ExpressibleByRow Types

In many cases, you want to construct model objects from a row in a result set. The ExpressibleByRow type was designed for this use case.

protocol ExpressibleByRow {
    init(row: Row) throws
}

To make use of the ExpressibleByRow protocol, first create your model object and conform to the protocol.

struct Car {
    let name: String
    let type: String
    let price: UInt
}

extension Car: ExpressibleByRow {
    init(row: Row) throws {
        guard
            let name: String = row[0],
            let type: String = row[1],
            let price: UInt = row[2]
        else {
            throw ExpressibleByRowError(type: Car.self, row: row)
        }

        self.name = name
        self.type = type
        self.price = price
    }
}

Then, you can use the query API to automatically convert the result set into a Car.

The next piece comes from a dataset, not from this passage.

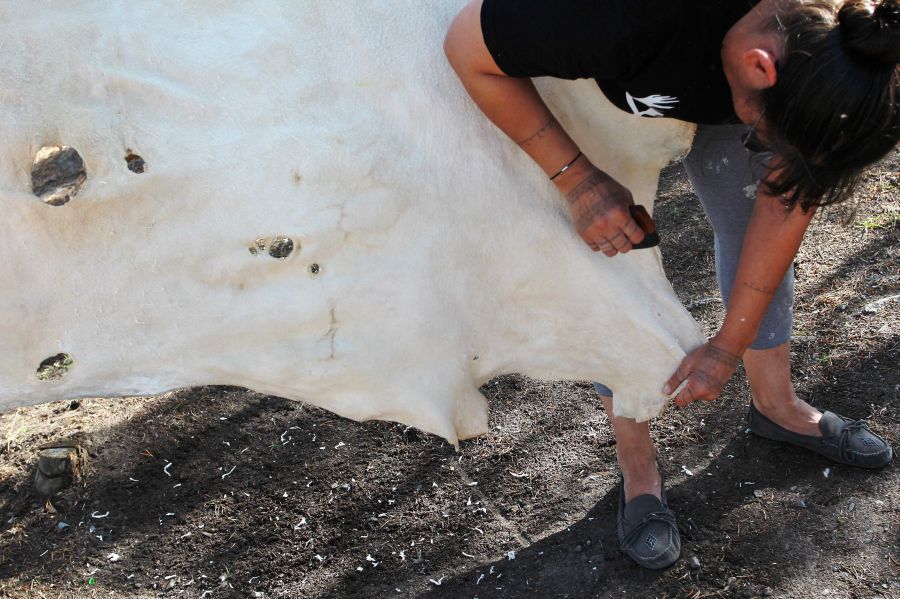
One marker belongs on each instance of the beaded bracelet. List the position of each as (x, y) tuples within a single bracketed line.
[(565, 168)]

let car: Car? = try db.query("SELECT name, type, price FROM cars WHERE type = ? LIMIT 1", "Sedan")

Multiple Rows

The query APIs also support querying for result sets with multiple rows.

let names: [String] = try db.query("SELECT name FROM cars")
let cars: [Car] = try db.query("SELECT * FROM cars WHERE price > ?", [20_000])

In addition to array result sets, you can also create dictionary result sets.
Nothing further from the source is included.